Public memory was also against the Tories for another reason: the travails of David Lloyd George, who died in 1945. While still credited as the man who won World War I, Lloyd George’s record as prime minister after the war was dismal, marked by broken promises, unemployment, industrial unrest and threats to start another war. His dire tenure created a popular consensus was that good war leaders do not necessarily make good peacetime leaders.
Meanwhile, British society had changed during the war. Voters had become less class-bound; the evacuation of urban children to rural areas, service of all classes in the armed forces, and civilians sharing bomb shelters with strangers, had facilitated social mixing on an entirely new scale.
That in turn helped create a whole new political atmosphere. After World War I, many people had wanted a return to life as it had been – but after World War II, most people wanted a complete break with the past. In that climate, Labour’s forward-looking election slogan, “Let us face the future”, was far more appealing the Conservatives’ plea to let Churchill “Finish the job”.
Forward, not backward
Ultimately, Churchill bore much personal responsibility for the failure of the Conservatives’ election campaign. He badly mishandled a party election radio broadcast in which he claimed that the Labour Party would have to employ a form of “Gestapo” to implement its policies.

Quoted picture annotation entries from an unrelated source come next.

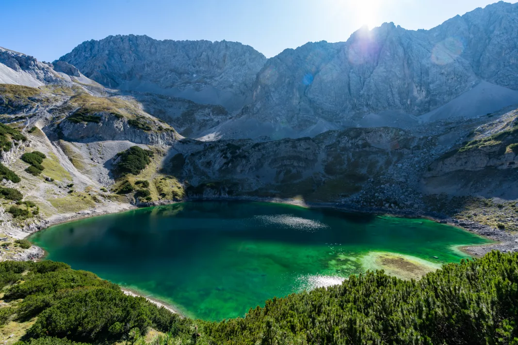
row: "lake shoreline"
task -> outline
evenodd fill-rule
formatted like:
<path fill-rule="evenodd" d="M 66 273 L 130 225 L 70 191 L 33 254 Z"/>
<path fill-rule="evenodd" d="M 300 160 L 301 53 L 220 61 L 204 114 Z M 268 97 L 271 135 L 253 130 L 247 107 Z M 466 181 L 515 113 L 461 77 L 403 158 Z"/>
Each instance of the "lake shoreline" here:
<path fill-rule="evenodd" d="M 163 301 L 159 298 L 156 298 L 155 297 L 149 297 L 149 296 L 145 296 L 143 294 L 139 291 L 133 289 L 130 289 L 130 288 L 123 287 L 121 286 L 119 286 L 121 289 L 121 290 L 124 293 L 126 296 L 132 296 L 133 297 L 142 297 L 146 298 L 148 302 L 150 303 L 154 304 L 155 306 L 159 308 L 163 307 L 165 309 L 167 309 L 172 313 L 175 314 L 178 314 L 182 318 L 185 317 L 185 316 L 183 314 L 178 308 L 175 306 L 171 305 L 170 303 Z"/>
<path fill-rule="evenodd" d="M 219 197 L 211 198 L 190 198 L 178 201 L 175 200 L 162 200 L 158 202 L 150 203 L 141 203 L 136 205 L 132 204 L 112 204 L 103 205 L 75 213 L 60 214 L 54 215 L 41 222 L 37 227 L 36 231 L 41 231 L 47 228 L 57 224 L 62 224 L 70 221 L 78 220 L 82 219 L 95 217 L 97 216 L 113 214 L 125 212 L 133 209 L 137 209 L 150 207 L 165 206 L 190 201 L 243 201 L 243 202 L 259 202 L 271 203 L 291 205 L 307 208 L 330 208 L 337 211 L 350 212 L 370 214 L 377 216 L 387 216 L 400 218 L 423 219 L 431 220 L 439 223 L 447 224 L 450 226 L 462 229 L 465 231 L 472 232 L 482 237 L 490 239 L 493 243 L 482 245 L 480 246 L 463 246 L 459 249 L 464 252 L 475 257 L 483 256 L 485 253 L 492 250 L 501 250 L 504 252 L 507 251 L 512 251 L 515 247 L 518 246 L 518 234 L 512 235 L 505 231 L 493 229 L 489 226 L 481 224 L 474 221 L 459 221 L 454 218 L 441 216 L 438 214 L 427 214 L 424 212 L 415 212 L 413 210 L 399 210 L 397 212 L 393 210 L 387 210 L 383 208 L 359 208 L 350 205 L 338 204 L 337 203 L 307 203 L 303 200 L 295 199 L 282 199 L 276 198 L 260 198 L 257 197 Z M 35 232 L 28 233 L 20 231 L 21 236 L 17 238 L 25 238 Z M 33 259 L 34 258 L 31 258 Z"/>
<path fill-rule="evenodd" d="M 191 200 L 186 200 L 186 201 L 191 201 L 191 202 L 200 201 L 200 202 L 203 202 L 204 201 L 229 201 L 229 202 L 231 202 L 231 201 L 234 201 L 234 202 L 239 202 L 239 201 L 253 202 L 253 201 L 255 201 L 255 202 L 266 202 L 266 203 L 277 203 L 277 204 L 284 204 L 284 205 L 290 205 L 294 206 L 296 206 L 296 207 L 302 207 L 307 208 L 313 208 L 313 209 L 318 209 L 318 208 L 334 209 L 336 209 L 336 210 L 338 210 L 338 211 L 340 211 L 340 212 L 357 212 L 357 212 L 361 212 L 361 213 L 364 213 L 364 214 L 376 214 L 376 215 L 387 215 L 387 213 L 386 213 L 386 212 L 381 212 L 381 211 L 379 211 L 379 212 L 373 212 L 372 210 L 365 210 L 365 209 L 361 211 L 361 210 L 354 209 L 353 209 L 352 208 L 351 208 L 351 207 L 347 207 L 346 205 L 331 205 L 331 204 L 326 204 L 326 205 L 318 204 L 318 205 L 315 205 L 315 204 L 307 204 L 306 203 L 304 203 L 304 202 L 302 202 L 300 200 L 294 200 L 294 199 L 262 199 L 262 200 L 257 200 L 257 199 L 256 199 L 256 200 L 250 200 L 250 199 L 244 199 L 243 200 L 243 199 L 235 199 L 235 198 L 232 198 L 232 199 L 229 199 L 229 199 L 227 199 L 227 198 L 225 198 L 224 199 L 210 199 L 210 200 L 207 200 L 207 199 L 202 200 L 202 199 L 191 199 Z M 83 212 L 78 213 L 75 214 L 69 214 L 69 217 L 63 217 L 62 215 L 62 216 L 59 217 L 53 217 L 53 218 L 52 219 L 51 219 L 48 222 L 49 223 L 47 224 L 47 226 L 45 227 L 45 228 L 46 228 L 50 226 L 51 225 L 54 225 L 54 224 L 56 224 L 64 223 L 68 222 L 70 222 L 70 221 L 75 221 L 75 220 L 78 220 L 78 219 L 85 219 L 85 218 L 90 218 L 90 217 L 94 217 L 94 216 L 97 216 L 97 215 L 107 215 L 107 214 L 117 214 L 117 213 L 122 213 L 123 212 L 127 212 L 128 211 L 135 210 L 135 209 L 143 209 L 145 207 L 156 207 L 156 206 L 157 206 L 167 205 L 169 205 L 169 204 L 174 204 L 180 203 L 182 203 L 182 202 L 185 202 L 184 201 L 182 201 L 182 202 L 170 202 L 170 203 L 163 203 L 163 204 L 162 204 L 161 205 L 148 205 L 148 204 L 141 205 L 141 205 L 139 205 L 139 206 L 140 206 L 139 207 L 137 207 L 137 206 L 136 206 L 135 205 L 127 205 L 127 206 L 126 206 L 127 208 L 122 208 L 122 209 L 119 209 L 118 211 L 116 211 L 116 212 L 110 212 L 110 211 L 113 211 L 114 209 L 114 209 L 113 208 L 105 208 L 104 209 L 100 209 L 101 208 L 98 208 L 96 209 L 96 211 L 95 212 L 93 212 L 92 210 L 89 210 L 88 212 L 84 212 L 83 211 Z M 436 221 L 437 222 L 441 222 L 437 218 L 435 218 L 434 219 L 433 217 L 426 217 L 426 216 L 424 216 L 423 215 L 416 215 L 415 213 L 406 213 L 406 214 L 399 214 L 399 215 L 391 214 L 390 215 L 391 216 L 396 216 L 396 217 L 401 217 L 401 218 L 407 218 L 427 219 L 429 219 L 429 220 L 433 220 L 433 221 Z M 452 225 L 452 224 L 450 224 L 450 225 Z M 457 227 L 461 228 L 461 229 L 463 229 L 463 230 L 465 230 L 465 229 L 464 229 L 464 228 L 462 228 L 461 227 Z M 41 230 L 43 230 L 43 229 L 42 229 Z M 490 244 L 490 245 L 493 245 L 493 244 Z M 482 245 L 483 246 L 487 246 L 487 245 Z M 466 246 L 466 248 L 472 248 L 472 247 L 474 247 L 474 246 Z M 478 246 L 477 246 L 477 247 L 478 247 Z M 463 248 L 462 249 L 464 249 L 464 248 Z M 467 252 L 467 253 L 469 256 L 472 256 L 473 255 L 473 254 L 471 252 L 470 252 L 469 251 L 468 251 L 467 250 L 463 250 L 463 251 L 465 252 Z M 168 310 L 170 310 L 170 311 L 171 311 L 172 312 L 175 312 L 175 313 L 178 313 L 179 315 L 181 315 L 182 316 L 184 316 L 184 315 L 181 312 L 179 311 L 179 309 L 178 308 L 177 308 L 176 307 L 175 307 L 174 305 L 171 305 L 170 303 L 168 303 L 168 302 L 167 302 L 166 301 L 165 301 L 164 300 L 161 300 L 160 299 L 159 299 L 159 298 L 154 298 L 154 297 L 148 297 L 148 296 L 146 295 L 146 293 L 143 293 L 143 292 L 142 292 L 141 291 L 137 291 L 137 290 L 134 290 L 134 289 L 132 289 L 130 288 L 126 288 L 125 287 L 121 287 L 120 288 L 121 288 L 121 290 L 122 290 L 123 291 L 124 291 L 124 293 L 125 294 L 126 294 L 126 295 L 132 295 L 132 296 L 139 296 L 143 297 L 143 298 L 146 298 L 150 302 L 152 303 L 155 304 L 156 305 L 157 305 L 159 307 L 163 306 L 163 307 L 164 307 L 165 308 L 166 308 L 166 309 L 167 309 Z"/>

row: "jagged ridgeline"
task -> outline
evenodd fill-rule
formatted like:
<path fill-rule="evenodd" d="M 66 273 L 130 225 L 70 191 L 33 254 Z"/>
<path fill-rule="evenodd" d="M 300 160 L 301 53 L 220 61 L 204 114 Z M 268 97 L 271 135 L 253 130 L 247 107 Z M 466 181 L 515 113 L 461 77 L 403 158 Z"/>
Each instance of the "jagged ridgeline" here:
<path fill-rule="evenodd" d="M 382 272 L 351 276 L 341 285 L 274 298 L 244 318 L 220 322 L 181 318 L 62 263 L 4 262 L 0 273 L 7 302 L 0 323 L 29 322 L 20 345 L 518 341 L 517 253 L 493 251 L 419 281 Z M 152 328 L 154 339 L 146 337 Z"/>

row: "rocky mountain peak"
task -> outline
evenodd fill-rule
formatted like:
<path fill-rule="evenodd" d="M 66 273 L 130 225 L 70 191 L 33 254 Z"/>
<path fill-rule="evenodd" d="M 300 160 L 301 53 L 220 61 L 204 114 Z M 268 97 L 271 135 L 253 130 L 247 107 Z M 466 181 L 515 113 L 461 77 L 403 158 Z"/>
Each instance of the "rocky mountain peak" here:
<path fill-rule="evenodd" d="M 39 86 L 59 81 L 52 65 L 0 47 L 0 83 Z"/>
<path fill-rule="evenodd" d="M 153 92 L 236 110 L 249 101 L 266 57 L 236 42 L 117 35 L 83 42 L 60 58 L 108 87 Z"/>

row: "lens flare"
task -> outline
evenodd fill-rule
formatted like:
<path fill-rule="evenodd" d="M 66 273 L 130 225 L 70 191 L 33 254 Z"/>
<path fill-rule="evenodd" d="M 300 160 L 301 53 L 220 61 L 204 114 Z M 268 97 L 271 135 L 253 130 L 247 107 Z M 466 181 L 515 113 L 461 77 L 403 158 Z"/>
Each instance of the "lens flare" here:
<path fill-rule="evenodd" d="M 464 44 L 456 37 L 448 37 L 439 42 L 431 51 L 431 61 L 437 65 L 453 62 L 464 51 Z"/>

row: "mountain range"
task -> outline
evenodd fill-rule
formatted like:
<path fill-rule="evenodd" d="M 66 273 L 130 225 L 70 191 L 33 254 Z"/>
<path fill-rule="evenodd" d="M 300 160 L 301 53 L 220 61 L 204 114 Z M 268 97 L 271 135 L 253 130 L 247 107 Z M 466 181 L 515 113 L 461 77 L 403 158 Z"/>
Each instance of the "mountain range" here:
<path fill-rule="evenodd" d="M 23 237 L 121 207 L 280 199 L 462 219 L 514 250 L 498 229 L 518 231 L 517 57 L 518 4 L 501 2 L 268 59 L 135 35 L 52 63 L 0 48 L 0 184 L 40 210 L 6 202 L 0 220 Z"/>
<path fill-rule="evenodd" d="M 236 42 L 129 35 L 83 42 L 59 61 L 107 87 L 220 104 L 233 115 L 193 133 L 200 137 L 297 138 L 516 103 L 517 28 L 518 5 L 500 2 L 430 30 L 385 23 L 269 59 Z M 484 106 L 458 111 L 473 100 Z"/>

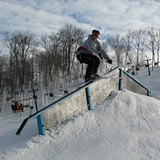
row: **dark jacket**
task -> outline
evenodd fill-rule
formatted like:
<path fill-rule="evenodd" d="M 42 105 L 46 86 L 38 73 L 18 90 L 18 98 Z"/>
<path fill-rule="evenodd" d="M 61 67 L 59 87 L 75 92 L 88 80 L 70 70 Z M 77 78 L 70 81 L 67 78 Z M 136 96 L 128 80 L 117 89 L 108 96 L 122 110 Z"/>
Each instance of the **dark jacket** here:
<path fill-rule="evenodd" d="M 98 57 L 99 59 L 102 59 L 103 57 L 107 60 L 110 59 L 106 52 L 101 48 L 99 41 L 93 41 L 91 35 L 89 35 L 88 39 L 82 44 L 80 48 L 78 48 L 77 54 L 79 53 L 91 54 Z"/>

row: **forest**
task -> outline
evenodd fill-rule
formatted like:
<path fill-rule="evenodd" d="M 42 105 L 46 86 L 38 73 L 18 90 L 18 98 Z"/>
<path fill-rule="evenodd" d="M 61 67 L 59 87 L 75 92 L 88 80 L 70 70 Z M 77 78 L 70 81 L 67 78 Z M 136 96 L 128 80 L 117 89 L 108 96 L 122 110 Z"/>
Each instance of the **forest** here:
<path fill-rule="evenodd" d="M 0 45 L 0 93 L 5 90 L 12 96 L 32 88 L 54 90 L 82 77 L 85 65 L 77 61 L 76 50 L 87 34 L 72 24 L 41 37 L 29 32 L 5 31 Z M 111 55 L 113 65 L 126 71 L 137 71 L 148 64 L 152 70 L 159 66 L 159 26 L 109 35 L 99 41 Z M 100 69 L 103 65 L 107 67 L 105 60 Z"/>

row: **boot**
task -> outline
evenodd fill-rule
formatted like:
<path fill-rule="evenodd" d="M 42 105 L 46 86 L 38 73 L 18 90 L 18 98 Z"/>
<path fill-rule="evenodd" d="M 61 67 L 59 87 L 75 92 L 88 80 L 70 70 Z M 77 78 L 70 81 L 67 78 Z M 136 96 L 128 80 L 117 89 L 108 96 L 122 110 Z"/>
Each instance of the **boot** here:
<path fill-rule="evenodd" d="M 94 75 L 91 75 L 89 78 L 85 78 L 85 82 L 93 81 L 94 79 L 96 79 L 96 77 Z"/>

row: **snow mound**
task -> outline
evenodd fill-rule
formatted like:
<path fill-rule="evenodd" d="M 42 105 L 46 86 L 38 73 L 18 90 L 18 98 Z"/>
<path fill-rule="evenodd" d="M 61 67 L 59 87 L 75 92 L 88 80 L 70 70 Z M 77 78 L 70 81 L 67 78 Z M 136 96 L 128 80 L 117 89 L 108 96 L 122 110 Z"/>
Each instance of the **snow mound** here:
<path fill-rule="evenodd" d="M 158 160 L 160 101 L 114 91 L 92 111 L 1 151 L 5 160 Z M 34 128 L 33 128 L 34 129 Z"/>

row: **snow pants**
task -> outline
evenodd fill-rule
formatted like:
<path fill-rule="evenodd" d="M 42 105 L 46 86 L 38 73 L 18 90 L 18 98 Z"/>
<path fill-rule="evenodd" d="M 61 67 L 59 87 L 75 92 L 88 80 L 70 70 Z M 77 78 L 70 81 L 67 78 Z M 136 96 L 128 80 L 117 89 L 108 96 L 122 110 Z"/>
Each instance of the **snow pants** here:
<path fill-rule="evenodd" d="M 100 64 L 100 59 L 98 57 L 91 54 L 80 53 L 77 58 L 80 63 L 88 64 L 85 79 L 97 73 Z"/>

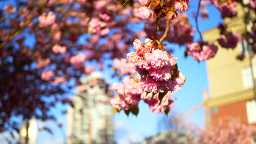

This was a major miscalculation of public opinion. Labour leader Clement Attlee, a moderate and unassuming man, had been responsible for much of Britain’s domestic policy during the war – exactly the area on which most people wanted the post-war government to focus – and Labour ministers had proved themselves capable in key domestic roles.
And although all the parties supported the proposals of the Beveridge Report, the Labour Party was more enthusiastic about its implementation than the Conservatives were.
After his 1945 defeat, Churchill remained party leader and led the Conservatives into the following general election in February 1950. He lost again, but was given one more opportunity in 1951, when he finally took a majority of seats – though the Conservatives still won fewer votes than Labour.
Hindsight has been very kind to Churchill, for obvious reasons. But the voters of the 1940s and 1950s clearly took a far more circumspect view.